Por outro lado, o Banco do Brasil e a Caixa Econômica Federal ainda não se posicionaram de forma conclusiva sobre a mudança. O Banco do Brasil indicou que qualquer alteração no processo dependeria de uma nova normatização pelo Conselho da Justiça Federal (CJF). A Caixa Econômica Federal afirmou que está avaliando a solicitação da OAB-SP.

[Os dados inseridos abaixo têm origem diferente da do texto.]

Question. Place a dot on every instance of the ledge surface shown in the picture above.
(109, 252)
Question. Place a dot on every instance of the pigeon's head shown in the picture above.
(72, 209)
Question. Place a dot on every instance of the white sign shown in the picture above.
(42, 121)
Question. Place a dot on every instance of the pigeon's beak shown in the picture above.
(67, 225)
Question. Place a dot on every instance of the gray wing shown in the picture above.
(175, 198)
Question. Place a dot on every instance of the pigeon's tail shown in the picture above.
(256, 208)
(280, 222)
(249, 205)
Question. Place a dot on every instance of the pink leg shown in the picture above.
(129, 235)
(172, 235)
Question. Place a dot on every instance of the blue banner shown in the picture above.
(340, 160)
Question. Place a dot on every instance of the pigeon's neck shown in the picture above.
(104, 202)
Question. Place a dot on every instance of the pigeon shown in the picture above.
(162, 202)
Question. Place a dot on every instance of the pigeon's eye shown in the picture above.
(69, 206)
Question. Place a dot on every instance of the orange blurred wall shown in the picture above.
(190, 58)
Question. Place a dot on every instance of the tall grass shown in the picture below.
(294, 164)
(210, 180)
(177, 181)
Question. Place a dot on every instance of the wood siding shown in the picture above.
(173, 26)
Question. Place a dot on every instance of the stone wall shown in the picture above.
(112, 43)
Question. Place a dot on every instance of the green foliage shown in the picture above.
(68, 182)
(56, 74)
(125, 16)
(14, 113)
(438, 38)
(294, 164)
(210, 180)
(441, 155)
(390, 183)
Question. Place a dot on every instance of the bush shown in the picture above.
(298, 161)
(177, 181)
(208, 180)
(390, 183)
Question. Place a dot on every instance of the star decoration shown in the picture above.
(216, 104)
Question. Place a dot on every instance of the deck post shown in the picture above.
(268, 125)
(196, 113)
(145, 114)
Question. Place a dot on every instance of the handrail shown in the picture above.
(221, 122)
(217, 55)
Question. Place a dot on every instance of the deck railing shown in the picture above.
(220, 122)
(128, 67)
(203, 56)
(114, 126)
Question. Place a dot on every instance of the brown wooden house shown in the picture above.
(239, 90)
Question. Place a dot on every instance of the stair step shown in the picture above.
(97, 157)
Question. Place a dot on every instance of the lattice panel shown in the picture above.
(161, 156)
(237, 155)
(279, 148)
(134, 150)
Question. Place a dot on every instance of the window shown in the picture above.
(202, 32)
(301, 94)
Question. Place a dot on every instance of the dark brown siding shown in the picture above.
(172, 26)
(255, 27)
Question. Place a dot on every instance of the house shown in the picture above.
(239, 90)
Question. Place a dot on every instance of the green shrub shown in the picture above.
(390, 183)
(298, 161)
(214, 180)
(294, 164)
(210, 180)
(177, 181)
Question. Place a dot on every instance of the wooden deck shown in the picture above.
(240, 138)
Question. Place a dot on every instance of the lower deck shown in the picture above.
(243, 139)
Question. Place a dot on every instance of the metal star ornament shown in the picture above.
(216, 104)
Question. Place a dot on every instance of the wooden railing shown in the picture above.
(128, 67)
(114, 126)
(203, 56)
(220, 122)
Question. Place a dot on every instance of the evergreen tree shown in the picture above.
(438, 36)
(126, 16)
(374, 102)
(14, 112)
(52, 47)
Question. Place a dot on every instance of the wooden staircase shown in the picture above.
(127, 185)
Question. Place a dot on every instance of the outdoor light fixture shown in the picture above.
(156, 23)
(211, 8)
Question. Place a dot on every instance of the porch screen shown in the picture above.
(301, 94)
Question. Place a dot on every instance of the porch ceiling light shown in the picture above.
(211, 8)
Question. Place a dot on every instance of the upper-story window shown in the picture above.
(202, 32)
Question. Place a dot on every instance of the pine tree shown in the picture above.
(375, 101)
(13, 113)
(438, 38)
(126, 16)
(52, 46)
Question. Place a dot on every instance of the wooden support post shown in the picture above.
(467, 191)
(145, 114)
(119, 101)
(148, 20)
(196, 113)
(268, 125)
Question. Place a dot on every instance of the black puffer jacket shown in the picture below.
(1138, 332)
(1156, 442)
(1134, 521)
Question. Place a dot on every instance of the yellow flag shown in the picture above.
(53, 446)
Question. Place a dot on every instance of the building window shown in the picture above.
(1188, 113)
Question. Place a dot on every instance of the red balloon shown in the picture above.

Diferença Entre RPV e Precatório
O Que São e Como Funcionam
- RPV (Requisição de Pequeno Valor): São para valores de até 60 salários mínimos. São processados de forma mais rápida e o pagamento deve ocorrer em até 60 dias após a ordem judicial;
- Precatório: Para valores acima de 60 salários mínimos. O pagamento é realizado uma vez por ano e está sujeito ao Orçamento Federal. A quitação deve ocorrer até o final do ano corrente.
A principal diferença entre RPVs e precatórios está na forma e no prazo de pagamento, que são regulamentados por diferentes normas e procedimentos.

Considerações Finais
A proposta da OAB-SP representa um passo significativo para modernizar e agilizar o sistema de pagamento dos atrasados do INSS. Se aceita, a mudança pode reduzir a burocracia e melhorar a eficiência, beneficiando milhares de segurados que aguardam pela quitação de seus direitos.
Enquanto o debate continua, é crucial que as partes envolvidas, incluindo os bancos e o CJF, considerem as implicações práticas e os benefícios potenciais da proposta. A evolução deste processo será fundamental para garantir que o sistema judicial continue a atender de forma justa e eficiente os interesses dos segurados do INSS.